Plant City Observer

Focal Point: P.C. student wins photography award

The red light of the hidden darkroom at the end of the H hall in Plant City High School creates mysterious shadows on the high cheekbones of Keaunia Kaa’a’s face. It was in that enigmatic corner that the senior art student created a portrait of luminescence and a beacon of hope in her photograph, “Love Conquers All.” The work took overall winner in the Frameworks of Tampa Bay contest out of 77 submissions.

Kaa’a steps out of the quiet haven into a classroom buzzing with art students. The low droning of a beat-up hairdryer murmurs in the background as one of the students dries a painting. Others chat while finishing their pieces.

“I thought it was a joke,” Kaa’a said about her win.

There was a good reason she didn’t think the award was hers: the contest organizers called to inform her on April Fools’ Day. She received the voicemail while she was working in the deli at Publix. When she called back, the organizer’s voicemail said she was out of the office until January. It wasn’t until Kaa’a was told by the school’s college and career counselor, Sherrie Mueller, that she realized it was all true.

“I knew the picture was good, but not amazing,” Kaa’a said.

The organizers beg to differ.

“The sincere emotions between the two people in the photograph and how they were reflected with the interactions between each other spoke to the complexity of it,” Frameworks CEO Jessica Muroff said. “It really was a beautiful moment in a photograph.”

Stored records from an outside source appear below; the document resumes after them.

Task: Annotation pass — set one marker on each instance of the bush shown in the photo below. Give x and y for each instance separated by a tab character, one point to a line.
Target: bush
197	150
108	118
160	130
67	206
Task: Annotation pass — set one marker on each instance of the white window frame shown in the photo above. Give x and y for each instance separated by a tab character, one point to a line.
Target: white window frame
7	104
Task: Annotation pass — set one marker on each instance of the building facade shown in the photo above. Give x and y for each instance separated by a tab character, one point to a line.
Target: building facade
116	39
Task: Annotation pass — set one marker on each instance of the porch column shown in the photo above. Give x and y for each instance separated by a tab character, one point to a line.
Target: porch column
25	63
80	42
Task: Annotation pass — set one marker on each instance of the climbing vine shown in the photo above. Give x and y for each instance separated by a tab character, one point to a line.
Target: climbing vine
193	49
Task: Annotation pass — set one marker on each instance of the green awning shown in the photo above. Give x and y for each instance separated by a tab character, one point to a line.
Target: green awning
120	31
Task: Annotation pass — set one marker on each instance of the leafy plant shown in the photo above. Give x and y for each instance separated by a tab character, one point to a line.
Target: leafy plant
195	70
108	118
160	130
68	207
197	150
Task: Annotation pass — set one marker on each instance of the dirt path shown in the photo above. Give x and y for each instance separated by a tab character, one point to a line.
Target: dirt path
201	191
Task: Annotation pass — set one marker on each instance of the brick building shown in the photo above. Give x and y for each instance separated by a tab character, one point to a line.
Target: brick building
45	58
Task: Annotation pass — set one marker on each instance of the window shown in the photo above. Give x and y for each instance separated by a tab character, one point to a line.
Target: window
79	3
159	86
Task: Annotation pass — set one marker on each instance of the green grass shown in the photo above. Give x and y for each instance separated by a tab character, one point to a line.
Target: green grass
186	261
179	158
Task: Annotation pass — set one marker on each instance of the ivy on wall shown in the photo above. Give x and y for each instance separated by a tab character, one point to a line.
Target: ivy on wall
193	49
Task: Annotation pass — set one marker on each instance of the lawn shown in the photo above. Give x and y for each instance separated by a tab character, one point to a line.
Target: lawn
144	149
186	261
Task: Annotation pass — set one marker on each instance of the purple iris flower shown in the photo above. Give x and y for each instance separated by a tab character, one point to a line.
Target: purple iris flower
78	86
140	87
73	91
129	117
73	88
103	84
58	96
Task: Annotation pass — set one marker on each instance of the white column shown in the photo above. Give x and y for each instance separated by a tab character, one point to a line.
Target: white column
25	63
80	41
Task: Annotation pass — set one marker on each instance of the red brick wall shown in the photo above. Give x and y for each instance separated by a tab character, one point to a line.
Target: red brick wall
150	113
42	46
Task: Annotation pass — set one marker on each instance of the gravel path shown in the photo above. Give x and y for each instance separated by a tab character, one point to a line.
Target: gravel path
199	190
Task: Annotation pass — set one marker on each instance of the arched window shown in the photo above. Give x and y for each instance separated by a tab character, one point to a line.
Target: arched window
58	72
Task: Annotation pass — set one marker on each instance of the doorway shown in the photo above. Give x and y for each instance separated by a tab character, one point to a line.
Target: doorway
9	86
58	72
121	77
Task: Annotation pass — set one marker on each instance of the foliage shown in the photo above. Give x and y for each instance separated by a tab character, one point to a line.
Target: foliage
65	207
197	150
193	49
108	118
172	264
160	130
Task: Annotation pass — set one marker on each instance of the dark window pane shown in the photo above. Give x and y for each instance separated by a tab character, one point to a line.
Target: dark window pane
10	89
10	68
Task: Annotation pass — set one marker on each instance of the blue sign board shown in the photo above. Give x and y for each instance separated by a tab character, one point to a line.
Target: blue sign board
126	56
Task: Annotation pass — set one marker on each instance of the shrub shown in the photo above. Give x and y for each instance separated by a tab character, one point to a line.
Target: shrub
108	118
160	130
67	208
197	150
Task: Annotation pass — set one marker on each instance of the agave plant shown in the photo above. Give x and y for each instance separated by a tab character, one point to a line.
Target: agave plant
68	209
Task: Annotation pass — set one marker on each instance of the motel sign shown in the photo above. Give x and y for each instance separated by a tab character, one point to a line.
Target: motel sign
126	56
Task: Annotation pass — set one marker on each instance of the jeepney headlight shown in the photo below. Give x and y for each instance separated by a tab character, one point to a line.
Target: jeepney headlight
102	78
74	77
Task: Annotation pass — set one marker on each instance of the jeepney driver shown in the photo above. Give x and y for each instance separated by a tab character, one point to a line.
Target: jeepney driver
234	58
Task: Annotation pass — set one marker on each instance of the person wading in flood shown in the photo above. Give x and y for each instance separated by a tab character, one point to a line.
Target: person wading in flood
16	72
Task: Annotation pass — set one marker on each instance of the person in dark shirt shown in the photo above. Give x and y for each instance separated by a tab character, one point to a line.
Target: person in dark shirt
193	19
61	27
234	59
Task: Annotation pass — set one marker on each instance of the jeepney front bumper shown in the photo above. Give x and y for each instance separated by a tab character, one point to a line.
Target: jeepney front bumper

The original print is hanging in the Frameworks office.

“It’s amazing to think that other people can see what I can see,” Kaa’a said. “At some point, they saw it with no captions. They saw love in the picture. And if someone is going through something difficult, they can see what my grandma would see.”

Kaa’a was inspired by her great-grandma, who was diagnosed with cancer. The black-and-white portrait shows a delicate girl with a scarf wrapped around her head nestled against a boy in the shadows.

“(My grandma) cried for a long time (when she saw it),” Kaa’a said. “She was mostly proud for putting myself out there. I’m a conservative picture-taker. I’ll show them to friends and family, but not contests or something to be put on a billboard. When you put it out there, it can be picked at.”

It was one of her models, Luis Arellono, who encouraged the shy talent to enter her photograph in the Frameworks contest after they looked through thirty-some Canon Rebel shots to pick the masterpiece. She entered the photograph the day she took it — and the day it was due.

Another inspiration was her concentration: Disney versus reality. Last year, her concentration was chaos, but she always found herself going back to the subject of princesses and fairy tales. So she made sure her senior concentration would reflect her natural interest. She found a way to fuse her concentration with cancer. And she chose to use black and white to reflect the negative reality of cancer.

“Princesses are definitions of beauty,” Kaa’a said. “So I wanted (my grandma) to look at something and see, ‘If that’s beautiful, then so am I.’”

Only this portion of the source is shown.